My family bore more than a passing resemblance to his mom's 2.0 version--two parents, two kids (big brother and little sister), a four bedroom house in the 'burbs. My Dad and Lloyd's stepdad probably could have had a support group for men who wished Lloyd would disappear.
Looking back on the whole thing it seems as though Lloyd was on some sort of mission to uncover the inner workings of a happy family. He'd hopped over the fence and was ready to sample the sweet, green grass on the other side. Unfortunately it turned out to be a disappointment. I can't remember all of the details now but I have the faint impression that he broke up with me because I was a boring know-it-all.
****
We're having a bit of a time in these parts. T's dad has passed the point of treatment for his cancer. My eternally spry grandfather seems to have started the fast march toward infirmity. T's aunt was hospitalized last week and is likely in the end stages of emphysema.
I feel I'm experiencing all of it from some remote location. Family members call on the phone all adither with the bad news and it's like the noise disappears inside me where there's nothing to catch the vibration.
In the storage compartment where I once kept fear and sadness, there are only angry questions.

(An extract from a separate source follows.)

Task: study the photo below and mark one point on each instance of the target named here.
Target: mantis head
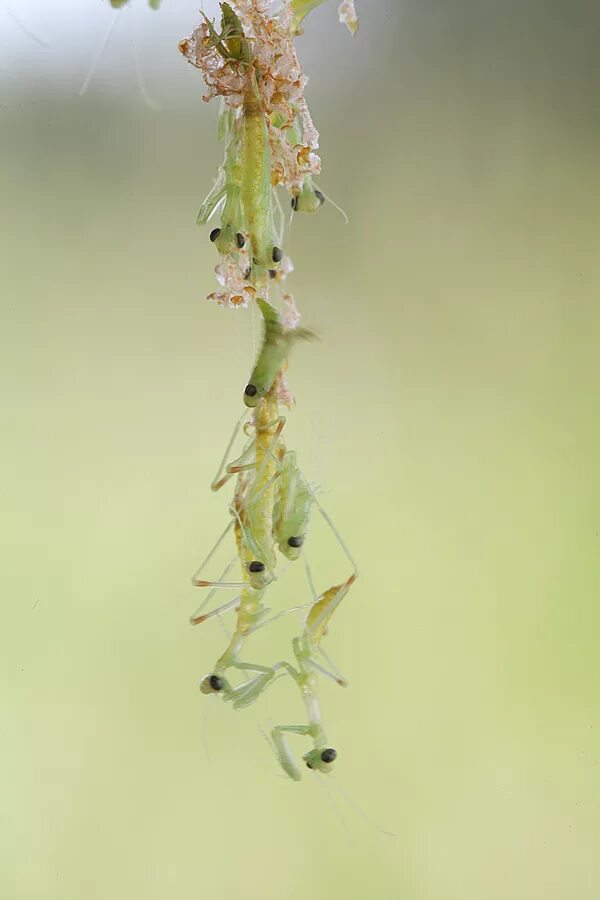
(320, 760)
(214, 684)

How can any of R's relatives still be afraid of death?
How can any of them grieve the loss of a life that spanned multiple decades?
Have they forgotten my girl?
I suspect that everything they're saying is perfectly normal but grief for a terminally-ill senior citizen still seems like a luxury item to me.
****
After Lloyd and I broke up we never spoke again. We didn't have any common friends and we were on decidedly different trajectories. We just went back to being strangers. I have a box of Lloyd-related mementos in my Mom's attic that I haven't looked at in years. For all I know he doesn't even remember my name or my face. He probably just has a passing memory of a girl who made a big deal out of small problems.
A quick googling tells me that Lloyd escaped his parents. It looks like he made his way to NYC and spent some time in a band. The cursory FB profile doesn't reveal whether he's happy.
Twenty years ago I didn't have any appreciation for Lloyd's perspective. I had no idea what it felt like to lose or to want. The obstacles I encountered in my life were tiny things I could step over without even a running start.
Right before we broke up, his parents threw him out for the final time. He called me and I went to pick him up at the park near his house so I could take him to a friend's house.. He didn't even have a bag packed. I remember being annoyed by the inconvenience of his homeless status.
I wish I could redo that moment. I want grab both of those kids and tell them that all of it--success, failure, happiness, misery--it's just dumb luck. A wake-up call for the girl who had it all figured out. Some relief for the boy who couldn't even understand the question.
We just take what we're given.
Cut it open and you'll find that there's nothing inside.
Happy anniversary, Lloyd...wherever you may be.